Quand on a déjà du SAM, à quoi bon acquérir une solution de gestion du SaaS ?

Dans sa synthèse du dernier Magic Quadrant consacré à ce marché, Gartner ne tranche pas la question. Il note néanmoins qu’existe, chez les acheteurs, une forme de « résistance à l’ajout d’un autre outil »…

Ces acheteurs évoluent le plus souvent dans les achats et l’exploitation informatique. Tels sont en tout cas les principaux profils que les fournisseurs ciblent, plutôt que les métiers de la sécurité/conformité IT et de la gestion des actifs informatiques.

Le message communiqué l’an dernier quant à la faible maturité du marché reste d’actualité. Comme le conseil qui en découle : négocier des contrats de 2 ans maximum, vu le manque de garanties sur la viabilité de nombreux offreurs. Cette situation les expose à des acquisitions… y compris par des acteurs du SAM.

De la gestion des contrats aux scores de risque, de nombreuses briques facultatives

D’une année à l’autre, le cahier des charges fonctionnel pour figurer dans ce Magic Quadrant a peu évolué.

Illustration sur la découverte de l’usage du SaaS. Seule l’intégration avec des outils de sécurité a été ajoutée sur la liste des options. Il s’agissait toujours d’en proposer au moins trois, entre celle-ci et :

  • Extension de navigateur
  • Agent
  • Système de gestion financière ou des dépenses
  • SSO
  • Outil de gestion des terminaux
  • Messagerie électronique
  • OAuth
  • Connexion API directe

Comme l’an dernier, il fallait assurer un minimum d’orchestration de workflows sans code pour l’automatisation de tâches courantes dont l’onboarding/offboarding employé. Étaient également attendues, sur le volet optimisation des dépenses, des possibilités d’identification des apps redondantes, de révocation/réallocation de licences et – nouveauté – de délégation d’ownership aux métiers hors IT, avec contrôle d’accès basé sur les rôles.

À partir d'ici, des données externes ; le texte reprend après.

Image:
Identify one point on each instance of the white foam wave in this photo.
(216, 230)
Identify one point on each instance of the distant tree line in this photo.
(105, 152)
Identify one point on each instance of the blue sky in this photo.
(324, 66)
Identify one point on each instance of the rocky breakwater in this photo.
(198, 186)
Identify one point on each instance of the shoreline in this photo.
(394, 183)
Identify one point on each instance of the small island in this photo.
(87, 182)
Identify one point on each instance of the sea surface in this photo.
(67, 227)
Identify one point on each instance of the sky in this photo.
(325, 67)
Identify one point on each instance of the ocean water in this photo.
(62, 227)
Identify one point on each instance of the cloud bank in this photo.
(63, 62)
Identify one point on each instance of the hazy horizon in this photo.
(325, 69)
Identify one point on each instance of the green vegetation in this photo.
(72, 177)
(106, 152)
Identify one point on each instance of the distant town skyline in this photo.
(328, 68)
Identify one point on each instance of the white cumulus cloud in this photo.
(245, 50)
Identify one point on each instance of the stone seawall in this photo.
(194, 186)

Les intégrations ITSM étaient facultatives. Comme les scores de risque et de conformité, les rapports d’adoption, la gestion des contrats et des fournisseurs, la GenAI pour les admins ou les procédures de traitement des demandes d’applications par les employés.

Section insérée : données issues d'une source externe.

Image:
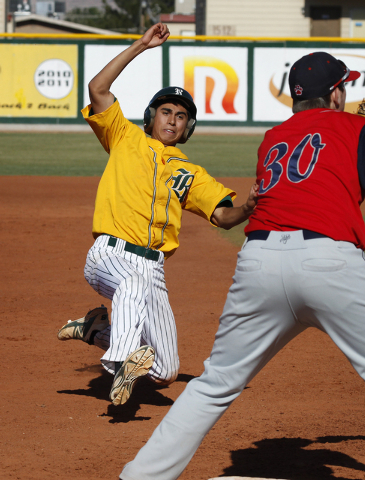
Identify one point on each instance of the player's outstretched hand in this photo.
(156, 35)
(253, 197)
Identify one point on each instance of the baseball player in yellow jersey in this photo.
(146, 184)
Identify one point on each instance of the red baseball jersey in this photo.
(308, 177)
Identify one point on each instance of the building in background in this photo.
(285, 18)
(252, 18)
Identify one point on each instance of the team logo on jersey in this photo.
(298, 90)
(182, 180)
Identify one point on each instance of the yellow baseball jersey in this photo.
(146, 185)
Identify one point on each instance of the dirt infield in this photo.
(302, 417)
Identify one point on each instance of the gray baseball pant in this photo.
(281, 287)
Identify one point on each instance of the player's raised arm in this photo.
(228, 217)
(99, 87)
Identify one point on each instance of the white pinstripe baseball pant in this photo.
(141, 312)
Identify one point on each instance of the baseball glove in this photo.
(361, 108)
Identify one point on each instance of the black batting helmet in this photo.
(175, 94)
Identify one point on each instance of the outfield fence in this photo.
(235, 81)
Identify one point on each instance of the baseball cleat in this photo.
(95, 320)
(136, 365)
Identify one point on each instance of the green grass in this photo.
(80, 154)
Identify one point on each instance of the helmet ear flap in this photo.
(190, 127)
(149, 119)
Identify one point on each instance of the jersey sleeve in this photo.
(361, 158)
(205, 194)
(109, 126)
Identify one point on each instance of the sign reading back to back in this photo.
(271, 98)
(216, 77)
(38, 80)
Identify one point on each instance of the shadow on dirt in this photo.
(287, 458)
(145, 392)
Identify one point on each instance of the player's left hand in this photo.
(155, 35)
(253, 197)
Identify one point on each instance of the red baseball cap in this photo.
(318, 74)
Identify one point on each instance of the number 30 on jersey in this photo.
(277, 153)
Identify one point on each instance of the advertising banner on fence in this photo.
(138, 83)
(216, 77)
(38, 80)
(271, 97)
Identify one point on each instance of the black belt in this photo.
(147, 253)
(263, 235)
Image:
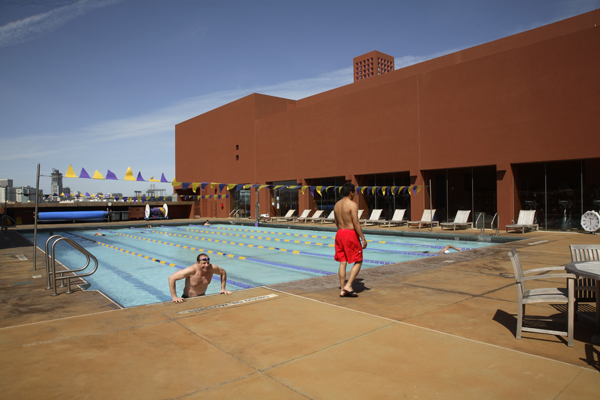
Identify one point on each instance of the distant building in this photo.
(372, 64)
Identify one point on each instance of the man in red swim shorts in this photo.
(348, 248)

17 fournisseurs, 5 « leaders »

L’évaluation des fournisseurs s’est faite sur deux axes. L’un prospectif (« vision »), portant sur les stratégies (sectorielle, géographique, commerciale, marketing, produit…). L’autre centré sur la capacité à répondre effectivement à la demande (« exécution » : expérience client, performance avant-vente, qualité des produits/services…).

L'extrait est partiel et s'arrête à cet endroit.